Traditional dental bridge

A traditional dental bridge consists of a false tooth or teeth being held in place by dental crowns that have been cemented onto each of the abutment teeth. A traditional bridge is the most popular type of dental bridge and can be used when you have natural teeth on both sides of the gap created by your missing tooth.

Cantilever dental bridge

Although similar to a traditional bridge, the pontic in a cantilever dental bridge is held in place by a dental crown that is cemented to only one abutment tooth. For a cantilever bridge, you only need one natural tooth next to the missing tooth gap.

Maryland dental bridge

Similar to a traditional bridge, Maryland dental bridges employ two natural abutment teeth, one on each side of the gap. However, while a traditional bridge uses dental crowns on the abutment teeth, a Maryland bridge uses a framework of either metal or porcelain that is bonded onto the backs of the abutment teeth.

Like a traditional bridge, a Maryland bridge can only be used when you have a natural tooth on each side of the gap caused by the missing tooth or teeth.

Dentures  (Full, Partials & Immediate)

Dentures are removable appliances that can replace missing teeth and help restore your smile. If you’ve lost all of your natural teeth, whether from gum disease, tooth decay or injury, replacing missing teeth will benefit your appearance and your health. That’s because dentures make it easier to eat and speak better than you could without teeth—things that people often take for granted.
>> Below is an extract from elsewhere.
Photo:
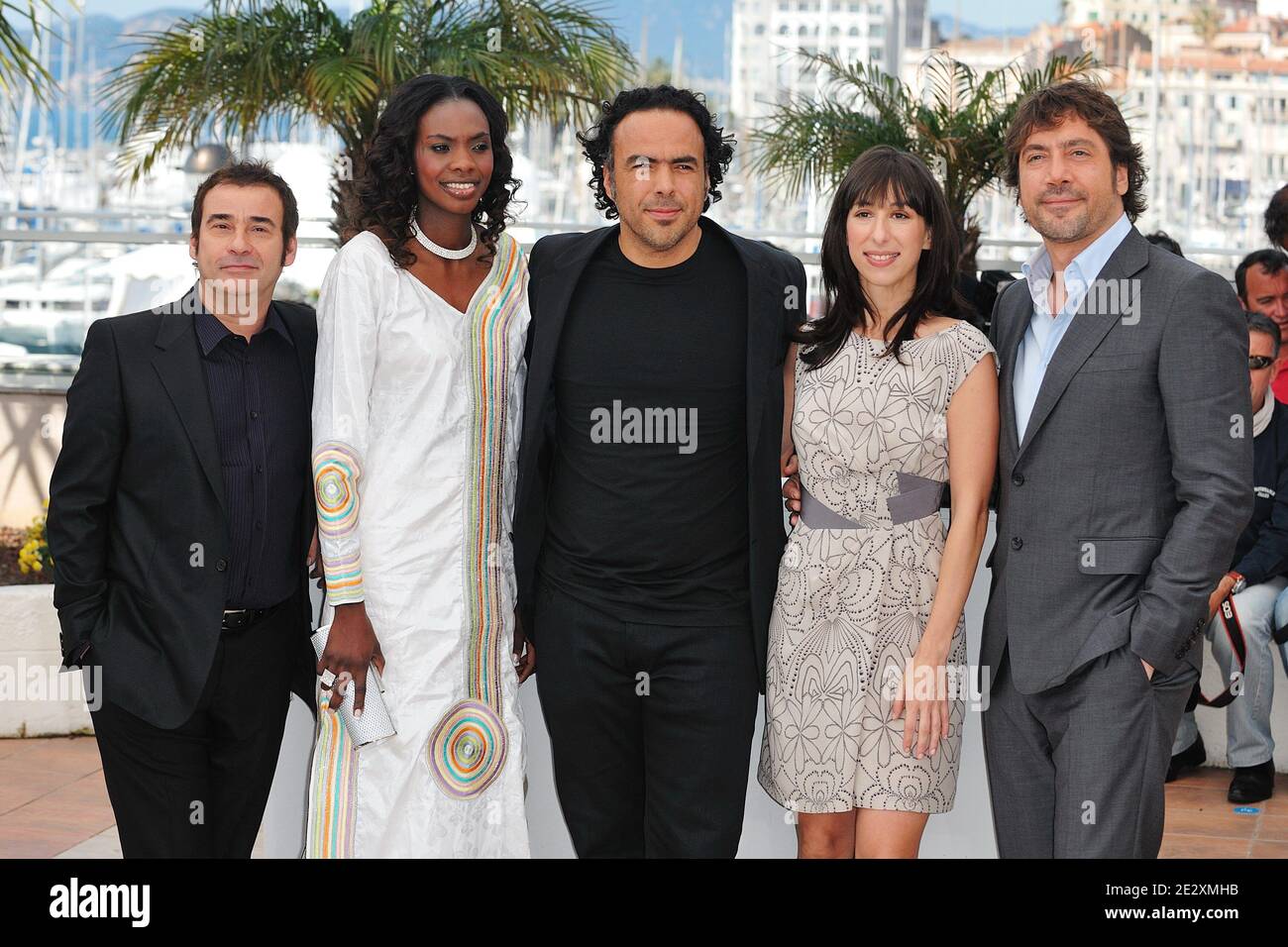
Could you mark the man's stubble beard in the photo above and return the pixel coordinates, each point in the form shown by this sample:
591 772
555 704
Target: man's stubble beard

When you lose all of your teeth, facial muscles can sag, making you look older. Dentures can help fill out the appearance of your face and profile. They can be made to closely resemble your natural teeth so that your appearance does not change much. Dentures may even improve the look of your smile.

Root Canal

Root canal therapy is a treatment used to repair and save a tooth that is badly decayed or infected.

Root canal therapy is performed when the pulp which is composed of nerves and blood vessels in the tooth becomes infected or damaged. During root canal therapy, the pulp is removed, and the inside of the tooth is cleaned and sealed.

People fear root canals because they assume they are painful. Actually, most people report that the procedure itself is no more painful than having a filling placed. The discomfort experienced in the period leading up to seeking dental care is truly painful, not the procedure itself.